Ryan Zimmerman’s return to the Nationals is finally happening

If Ryan Zimmerman did not return to the Nationals, he at least would have a future teaching how not to negotiate.

Zimmerman openly drove down his bargaining leverage for almost a year before signing a one-year deal on Friday to return to the only professional team he’s known, a source confirmed. The deal is reported at $2 million.

Throughout the season, Zimmerman openly discussed his interest in returning and understanding it would be at a low rate. As if his stance wasn’t already clear, Zimmerman explained at a screening of the Nationals’ championship video he would return or play more golf.

“So, we’ll be good to go,” Zimmerman said.

It’s baseball for now. Zimmerman rejoins the defending World Series champions to play his 16th season. He’s a 35-year-old platoon player this season. Zimmerman’s money and legacy have been established. He’s back in the fold to pursue another title. 

And he makes an already old Nationals team older. Zimmerman turns 36 years old the day after the 2020 regular season ends. Howie Kendrick will be 37 years old by midseason. Asdrúbal Cabrera is 34 years old. Eric Thames is 33 years old. Will Harris is 35, Daniel Hudson 32, Sean Doolittle 33, Max Scherzer 35, Kurt Suzuki 36. Yan Gomes will be 33 just after the All-Star break. 

Zimmerman will share first base with Thames and, occasionally, Howie Kendrick. They provide an intriguing splits-based platoon. Thames hits right-handers well -- 23 of his 25 2019 home runs came against them, as did much of his opportunity in Milwaukee -- and Zimmerman has a .917 career OPS against left-handed pitchers. Zimmerman is the much better defender.

He’s back because he -- and the Nationals -- believe Zimmerman’s production remains directly tied to his health. His September and postseason work showed Zimmerman’s bat speed remains intact. He is quietly one of the better defensive first baseman in the league. They think they can protect him. Overall, the Nationals are so comfortable with an expanse of older players because they plan to shield them with limited usage. Also, Josh Donaldson went to Minnesota, clearing the cash and providing a need for Zimmerman. 
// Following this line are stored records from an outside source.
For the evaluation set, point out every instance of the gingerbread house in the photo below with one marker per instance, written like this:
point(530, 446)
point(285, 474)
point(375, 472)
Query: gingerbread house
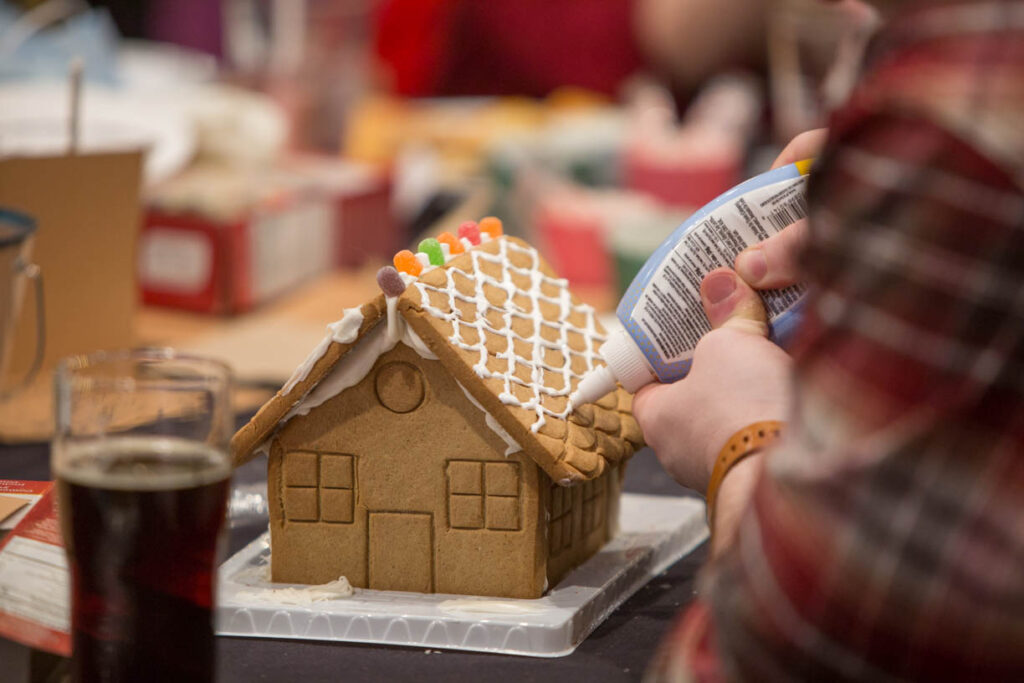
point(428, 442)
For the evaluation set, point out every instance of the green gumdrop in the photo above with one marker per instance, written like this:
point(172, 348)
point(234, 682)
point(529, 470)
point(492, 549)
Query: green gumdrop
point(432, 249)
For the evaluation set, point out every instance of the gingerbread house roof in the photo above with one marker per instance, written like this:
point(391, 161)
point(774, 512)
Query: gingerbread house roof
point(513, 336)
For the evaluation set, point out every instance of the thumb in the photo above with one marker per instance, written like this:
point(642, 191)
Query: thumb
point(774, 262)
point(729, 302)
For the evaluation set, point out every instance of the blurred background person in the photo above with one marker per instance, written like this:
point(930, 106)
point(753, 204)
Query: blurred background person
point(881, 539)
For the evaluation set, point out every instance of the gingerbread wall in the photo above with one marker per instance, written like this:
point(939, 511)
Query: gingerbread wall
point(398, 483)
point(582, 519)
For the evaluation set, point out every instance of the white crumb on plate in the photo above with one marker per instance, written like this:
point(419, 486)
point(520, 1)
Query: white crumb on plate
point(334, 590)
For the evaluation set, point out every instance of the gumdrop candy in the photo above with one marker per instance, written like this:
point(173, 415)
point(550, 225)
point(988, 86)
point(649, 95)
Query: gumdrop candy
point(470, 230)
point(455, 247)
point(432, 249)
point(492, 226)
point(407, 262)
point(390, 282)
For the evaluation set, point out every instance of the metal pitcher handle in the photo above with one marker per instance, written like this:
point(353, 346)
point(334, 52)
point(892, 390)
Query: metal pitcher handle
point(35, 273)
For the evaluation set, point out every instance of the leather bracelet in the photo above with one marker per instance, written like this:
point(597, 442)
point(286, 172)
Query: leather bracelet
point(750, 440)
Kendrick, Cabrera and Starlin Castro can play various infield spots. Thames and Zimmerman will reduce the other’s role, as well as pinch-hit when not starting. Davey Martinez has options. He also has the challenge of rotating players. One thing on his side: older players know they are just that. Grousing about playing time should not be an issue with the group, the majority of which played as role players last year on the way to a World Series title. 

One other thing to note about Zimmerman: he’s 30 home runs short of 300. Can he get there with another two years on the field? He has at least one more to add to his total, assuring his driver has another lonely summer.